Se ha desatado cierta polémica por la decisión de unos padres en querer llamar a su hijo `Lobo´, lo que, en principio, no fue aceptado en el Registro judicial, aunque finalmente, tras la presentación de un recurso ante la Dirección Generalde Registro y del Notariado, se permitiera inscribirlo. Afirman esos padres que la lucha por imponer ese nombre al hijo que acababa de nacer fue una auténtica “pesadilla”, por lo que confían que ello sirva de precedente para que no vuelva a ocurrir. Ya consta el nombre de Lobo en el Libro de Familia y sólo resta aguardar unas décadas para saber si quien va a llamarse así el resto de su vida estará contento con esta decisión de sus papás. De toda esta historia, y de otros casos similares, lo que llama la atención no es la singularidad del nombre, sino esa libertad de los progenitores para imponer cualquier nombre a sus hijos sin pensar si estos en el futuro estarán conformes con el mismo. En toda esta polémica, nadie ha defendido al niño, que ha sido tratado como un objeto que es susceptible de ser nominado como apetezca a sus padres, ni se ha estimado el derecho de poder modificarlo, si así lo desea, cuando cumpla la mayoría de edad, cosa harto improbable por el peso de la costumbre y para evitar disgustos a quienes escogieron su nombre.
Hay que tener en cuenta que, en esto de poner nombre a los vástagos, muchos padres se dejan llevar por la moda, la actualidad de personajes famosos o por hechos especialmente destacados que trasladan al nombre de sus hijos. Cada época genera nombres propios curiosos que, décadas más tarde, nadie recuerda su procedencia pero marcan la identidad de quien los lleva en el DNI. Son los Heidi, Shakyra, Desiré, Vanesa, Kevincostner o Supermán, entre otros. También existen nombres que simplemente obedecen a tradiciones familiares que han de heredar los sucesores, como Dolores, Petronila, Salustiano, Silverio, Rafaela, Gumersindo, Sinforosa, etc. Entre los nombres propios que, como Lobo, son al mismo tiempo nombre común de animal, están Paloma, León, Delfín, Alondra, Águila y hasta Rana. Incluso, en un alarde de supuesta originalidad, hay personas cuyos padres las han condenado a responder cada vez que escuchen nombres tales como Canuto, Arquímedes, Afrodisia, Sindética, Prepedigna, Austridiniano y otros de impronunciable y cuestionable “sonoridad”.

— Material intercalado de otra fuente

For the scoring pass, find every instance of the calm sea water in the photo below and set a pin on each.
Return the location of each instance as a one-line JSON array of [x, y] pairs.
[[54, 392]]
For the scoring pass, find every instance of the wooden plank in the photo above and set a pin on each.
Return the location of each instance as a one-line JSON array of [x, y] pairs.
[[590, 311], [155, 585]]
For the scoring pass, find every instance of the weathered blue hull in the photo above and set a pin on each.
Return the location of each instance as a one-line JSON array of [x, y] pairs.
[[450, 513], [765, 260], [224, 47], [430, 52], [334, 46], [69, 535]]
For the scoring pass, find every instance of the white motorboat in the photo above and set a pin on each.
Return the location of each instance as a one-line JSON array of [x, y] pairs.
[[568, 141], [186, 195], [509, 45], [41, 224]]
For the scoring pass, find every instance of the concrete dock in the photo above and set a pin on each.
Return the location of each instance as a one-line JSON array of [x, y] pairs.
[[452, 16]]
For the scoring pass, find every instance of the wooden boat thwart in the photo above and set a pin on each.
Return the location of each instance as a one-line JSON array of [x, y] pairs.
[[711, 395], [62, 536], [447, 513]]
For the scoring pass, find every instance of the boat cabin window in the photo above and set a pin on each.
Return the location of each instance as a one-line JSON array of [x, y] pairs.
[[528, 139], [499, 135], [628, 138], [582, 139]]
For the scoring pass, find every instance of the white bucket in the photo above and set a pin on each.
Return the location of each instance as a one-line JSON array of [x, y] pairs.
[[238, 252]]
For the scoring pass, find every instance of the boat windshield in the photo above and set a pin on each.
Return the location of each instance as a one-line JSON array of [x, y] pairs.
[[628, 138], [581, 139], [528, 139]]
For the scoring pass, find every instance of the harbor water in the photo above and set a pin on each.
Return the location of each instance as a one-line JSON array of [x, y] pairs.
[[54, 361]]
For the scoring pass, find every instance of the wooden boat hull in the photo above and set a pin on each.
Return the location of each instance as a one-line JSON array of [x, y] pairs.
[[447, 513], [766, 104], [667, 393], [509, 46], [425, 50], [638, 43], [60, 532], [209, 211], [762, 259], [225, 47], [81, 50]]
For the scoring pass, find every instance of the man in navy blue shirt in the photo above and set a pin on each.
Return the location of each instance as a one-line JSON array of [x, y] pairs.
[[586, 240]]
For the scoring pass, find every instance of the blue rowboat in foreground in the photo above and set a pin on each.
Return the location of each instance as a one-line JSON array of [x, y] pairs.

Si a ello añadimos la aleatoria adición de un apellido que puede aumentar la excentricidad o la comicidad de un nombre, podemos concluir que los padres perpetran en muchas ocasiones un verdadero atentado a la hora de nombrar a sus hijos. En cualquier caso, lo que hace atractivo o feo un nombre no es el sustantivo en sí, sino la persona a la que identificamos con él. Nombres hermosos nos parecen repudiables porque nos recuerdan a personas desagradables. Y, por el contrario, nombres “raros” nos parecen afortunados porque pertenecen a seres que consideramos agradables y buenas. Quiere decirse que, más allá de la palabra que escojamos para poner nombre a un hijo, lo importante es la crianza y la educación que le proporcionemos, pensando siempre en su bienestar y futuro. Si, encima, procuramos evitarles que su nombre sea un factor de disgustos y extrañeza en el contexto cultural en que nos desenvolvemos, mejor aún: menos problemas y obstáculos hallará en su vida. Por ello, de toda esta historia, me quedo con las ganas de saber qué dirá Lobo dentro de veinte años.